Make certain you list your codes from highest to lowest reimbursements so that
you don?t lose money needlessly. For example, Medicare will
lessen the procedure you list second by half, so if you have one procedure
listed at $1,000 and another listed at $750, you want the reduction to be taken
on the $750 procedure so that you lose less money.

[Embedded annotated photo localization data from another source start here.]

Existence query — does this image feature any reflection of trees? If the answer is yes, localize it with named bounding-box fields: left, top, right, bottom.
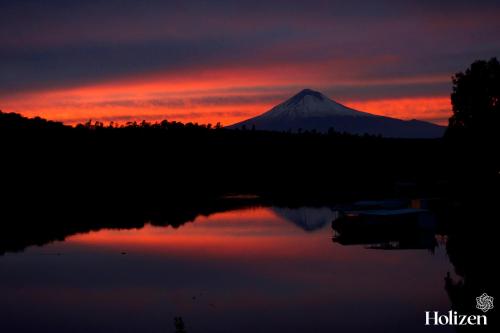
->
left=174, top=317, right=187, bottom=333
left=0, top=194, right=261, bottom=255
left=328, top=193, right=498, bottom=330
left=442, top=195, right=498, bottom=331
left=331, top=208, right=438, bottom=251
left=332, top=225, right=438, bottom=251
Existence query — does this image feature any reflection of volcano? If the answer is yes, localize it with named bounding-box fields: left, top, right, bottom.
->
left=272, top=207, right=339, bottom=231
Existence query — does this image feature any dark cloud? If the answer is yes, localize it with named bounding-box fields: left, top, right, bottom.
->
left=189, top=94, right=285, bottom=106
left=0, top=38, right=240, bottom=93
left=1, top=0, right=500, bottom=99
left=324, top=82, right=451, bottom=102
left=52, top=94, right=286, bottom=110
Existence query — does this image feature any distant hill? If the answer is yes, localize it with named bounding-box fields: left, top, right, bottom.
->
left=228, top=89, right=445, bottom=138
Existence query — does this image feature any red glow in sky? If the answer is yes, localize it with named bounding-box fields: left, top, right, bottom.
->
left=2, top=0, right=499, bottom=126
left=1, top=65, right=452, bottom=125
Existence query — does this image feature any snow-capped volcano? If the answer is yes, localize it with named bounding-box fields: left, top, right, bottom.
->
left=229, top=89, right=445, bottom=138
left=261, top=88, right=372, bottom=120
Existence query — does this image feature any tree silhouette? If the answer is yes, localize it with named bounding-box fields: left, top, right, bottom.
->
left=448, top=57, right=500, bottom=139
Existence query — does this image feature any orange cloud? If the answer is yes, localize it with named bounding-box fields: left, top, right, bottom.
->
left=346, top=96, right=452, bottom=125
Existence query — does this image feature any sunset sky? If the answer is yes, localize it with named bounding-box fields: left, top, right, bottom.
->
left=1, top=0, right=500, bottom=125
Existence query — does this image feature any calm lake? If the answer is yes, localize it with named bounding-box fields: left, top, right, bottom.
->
left=0, top=206, right=457, bottom=333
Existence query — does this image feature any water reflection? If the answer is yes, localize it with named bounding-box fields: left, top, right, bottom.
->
left=0, top=206, right=456, bottom=333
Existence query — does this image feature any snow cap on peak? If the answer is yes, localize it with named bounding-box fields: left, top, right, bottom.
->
left=261, top=88, right=370, bottom=119
left=294, top=88, right=325, bottom=99
left=285, top=89, right=325, bottom=106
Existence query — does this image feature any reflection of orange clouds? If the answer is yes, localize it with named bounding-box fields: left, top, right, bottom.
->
left=66, top=207, right=404, bottom=268
left=347, top=96, right=451, bottom=124
left=67, top=208, right=326, bottom=259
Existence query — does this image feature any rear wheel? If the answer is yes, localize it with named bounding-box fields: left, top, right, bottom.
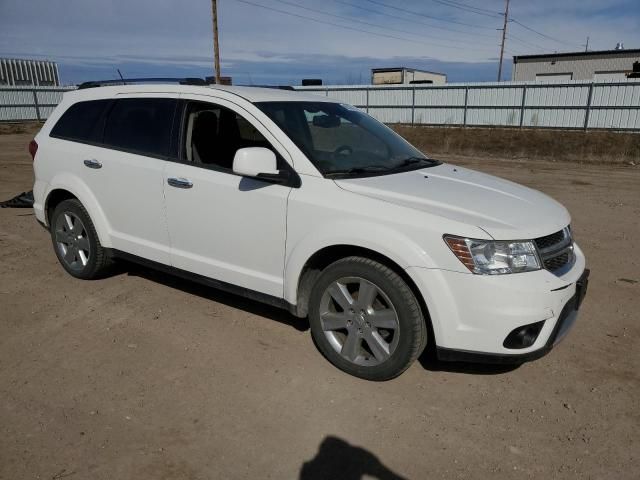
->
left=50, top=199, right=112, bottom=279
left=308, top=256, right=427, bottom=381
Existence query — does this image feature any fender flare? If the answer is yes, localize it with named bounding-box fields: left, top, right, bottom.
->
left=283, top=219, right=435, bottom=305
left=44, top=173, right=113, bottom=248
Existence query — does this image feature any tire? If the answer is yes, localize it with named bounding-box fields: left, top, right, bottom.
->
left=50, top=199, right=112, bottom=280
left=308, top=256, right=427, bottom=381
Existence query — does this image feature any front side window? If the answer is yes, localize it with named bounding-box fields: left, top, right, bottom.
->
left=103, top=98, right=176, bottom=158
left=50, top=99, right=111, bottom=143
left=256, top=101, right=439, bottom=177
left=182, top=101, right=276, bottom=171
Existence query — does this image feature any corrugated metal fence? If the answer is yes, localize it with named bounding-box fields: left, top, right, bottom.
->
left=0, top=86, right=72, bottom=121
left=295, top=80, right=640, bottom=131
left=2, top=81, right=639, bottom=131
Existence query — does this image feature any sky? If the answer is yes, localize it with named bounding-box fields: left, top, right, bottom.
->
left=1, top=0, right=639, bottom=86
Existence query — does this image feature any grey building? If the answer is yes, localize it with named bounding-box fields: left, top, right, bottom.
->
left=512, top=48, right=640, bottom=81
left=0, top=58, right=60, bottom=87
left=371, top=67, right=446, bottom=85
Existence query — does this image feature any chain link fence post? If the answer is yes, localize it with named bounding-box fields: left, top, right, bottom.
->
left=411, top=87, right=416, bottom=125
left=463, top=86, right=469, bottom=127
left=584, top=83, right=594, bottom=131
left=32, top=89, right=41, bottom=121
left=519, top=85, right=527, bottom=128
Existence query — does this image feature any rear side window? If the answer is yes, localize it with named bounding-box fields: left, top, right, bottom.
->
left=103, top=98, right=177, bottom=158
left=50, top=100, right=110, bottom=143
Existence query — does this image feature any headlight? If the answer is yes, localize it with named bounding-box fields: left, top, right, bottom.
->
left=444, top=235, right=541, bottom=275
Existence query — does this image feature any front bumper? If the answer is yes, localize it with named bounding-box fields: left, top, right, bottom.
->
left=437, top=269, right=589, bottom=364
left=406, top=243, right=588, bottom=361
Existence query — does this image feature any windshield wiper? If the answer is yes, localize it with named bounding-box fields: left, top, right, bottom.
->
left=393, top=156, right=441, bottom=169
left=325, top=158, right=440, bottom=178
left=325, top=165, right=390, bottom=177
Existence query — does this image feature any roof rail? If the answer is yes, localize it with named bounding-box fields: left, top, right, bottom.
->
left=77, top=77, right=209, bottom=89
left=241, top=85, right=295, bottom=90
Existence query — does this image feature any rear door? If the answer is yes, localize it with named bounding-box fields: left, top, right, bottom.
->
left=85, top=95, right=177, bottom=264
left=163, top=96, right=292, bottom=297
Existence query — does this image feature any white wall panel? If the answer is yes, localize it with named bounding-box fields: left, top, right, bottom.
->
left=588, top=109, right=640, bottom=130
left=413, top=107, right=464, bottom=125
left=2, top=83, right=638, bottom=130
left=467, top=108, right=521, bottom=126
left=0, top=86, right=72, bottom=120
left=367, top=107, right=411, bottom=124
left=467, top=87, right=523, bottom=107
left=368, top=88, right=412, bottom=106
left=591, top=83, right=640, bottom=107
left=523, top=109, right=585, bottom=128
left=415, top=88, right=465, bottom=106
left=525, top=85, right=589, bottom=106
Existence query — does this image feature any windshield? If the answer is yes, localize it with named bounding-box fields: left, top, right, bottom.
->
left=255, top=101, right=439, bottom=177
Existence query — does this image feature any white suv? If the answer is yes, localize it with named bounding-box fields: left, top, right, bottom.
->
left=31, top=80, right=589, bottom=380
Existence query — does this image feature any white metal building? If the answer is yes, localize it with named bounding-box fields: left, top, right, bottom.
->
left=371, top=67, right=446, bottom=85
left=512, top=48, right=640, bottom=82
left=0, top=58, right=60, bottom=87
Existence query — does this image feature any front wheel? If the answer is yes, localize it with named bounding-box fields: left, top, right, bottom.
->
left=308, top=256, right=427, bottom=381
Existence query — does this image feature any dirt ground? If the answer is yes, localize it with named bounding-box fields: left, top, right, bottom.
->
left=1, top=130, right=639, bottom=480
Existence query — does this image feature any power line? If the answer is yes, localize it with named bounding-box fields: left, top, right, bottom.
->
left=271, top=0, right=453, bottom=44
left=504, top=49, right=524, bottom=60
left=427, top=0, right=502, bottom=18
left=272, top=0, right=498, bottom=48
left=507, top=33, right=550, bottom=52
left=362, top=0, right=497, bottom=29
left=510, top=18, right=581, bottom=48
left=233, top=0, right=496, bottom=54
left=233, top=0, right=429, bottom=45
left=331, top=0, right=499, bottom=39
left=435, top=0, right=501, bottom=14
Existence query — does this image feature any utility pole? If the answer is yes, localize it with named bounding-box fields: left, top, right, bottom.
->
left=584, top=36, right=590, bottom=52
left=497, top=0, right=510, bottom=82
left=211, top=0, right=222, bottom=84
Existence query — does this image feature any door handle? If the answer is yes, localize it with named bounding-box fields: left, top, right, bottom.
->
left=167, top=177, right=193, bottom=189
left=83, top=159, right=102, bottom=169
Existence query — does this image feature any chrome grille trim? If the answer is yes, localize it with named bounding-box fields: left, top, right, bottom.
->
left=534, top=227, right=575, bottom=275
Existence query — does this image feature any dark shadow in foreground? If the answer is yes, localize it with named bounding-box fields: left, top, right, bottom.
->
left=118, top=261, right=308, bottom=332
left=300, top=436, right=407, bottom=480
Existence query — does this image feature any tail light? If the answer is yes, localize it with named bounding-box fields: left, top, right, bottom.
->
left=28, top=139, right=38, bottom=161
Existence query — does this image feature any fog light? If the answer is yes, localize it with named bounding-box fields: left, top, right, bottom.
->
left=503, top=321, right=545, bottom=349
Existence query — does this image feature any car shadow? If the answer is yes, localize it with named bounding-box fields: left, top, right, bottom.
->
left=417, top=343, right=521, bottom=375
left=118, top=261, right=309, bottom=332
left=112, top=261, right=520, bottom=372
left=300, top=436, right=407, bottom=480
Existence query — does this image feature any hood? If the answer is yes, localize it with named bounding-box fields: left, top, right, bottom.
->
left=334, top=164, right=570, bottom=239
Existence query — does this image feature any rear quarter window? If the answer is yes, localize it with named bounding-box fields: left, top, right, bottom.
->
left=103, top=98, right=177, bottom=158
left=50, top=99, right=111, bottom=143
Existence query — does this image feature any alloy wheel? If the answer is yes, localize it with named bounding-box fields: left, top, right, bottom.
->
left=319, top=276, right=400, bottom=366
left=54, top=211, right=91, bottom=272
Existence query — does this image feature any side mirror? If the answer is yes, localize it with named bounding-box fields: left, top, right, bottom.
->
left=233, top=147, right=279, bottom=178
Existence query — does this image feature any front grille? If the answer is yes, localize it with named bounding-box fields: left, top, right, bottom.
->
left=534, top=227, right=574, bottom=274
left=543, top=251, right=570, bottom=271
left=534, top=230, right=566, bottom=250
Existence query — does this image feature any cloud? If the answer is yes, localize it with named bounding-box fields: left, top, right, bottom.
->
left=0, top=0, right=637, bottom=84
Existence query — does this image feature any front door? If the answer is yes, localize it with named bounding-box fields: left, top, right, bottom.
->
left=163, top=97, right=291, bottom=297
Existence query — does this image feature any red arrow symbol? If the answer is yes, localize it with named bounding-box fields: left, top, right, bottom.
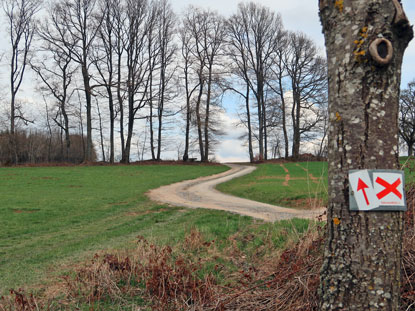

It may be doable to adjust your reimbursement if
you commit this error, however Ms. Rock advises making it right the first time
to save yourself a lot of inconvenience.
"It's always possible [to fix it], but if you sequence properly the
first time, you won't have that problem on the back end," she says.
5.
Knowing
your managed care contract is crucial.
According to Ms. Rock, your biller should have
a copy of every managed care contract and make sense of the details of each
one. "You need to understand how long you have to submit a
claim, how long you have to review an adjudicated claim, what the payment methodology
is, why a carrier would reduce multiple procedures and how to appeal a claim
that hasn't been paid correctly," she says. Your ASC should utilize your
managed care contract to bill out, post payments and make inquiries, and you
need it in each point of the revenue cycle. For example, by carefully reading
your managed care contract, you will refrain from taking an orthopedic case
with a $2500 implant attached when the carrier you use doesn?t reimburse
implants.
This concern can be resolved by simple research.
Make certain you have your contacts handy and consult to them often. Knowing
the ins and outs of your contract can assist you in saving money and making you
know the score on which procedures are most lucrative to your center.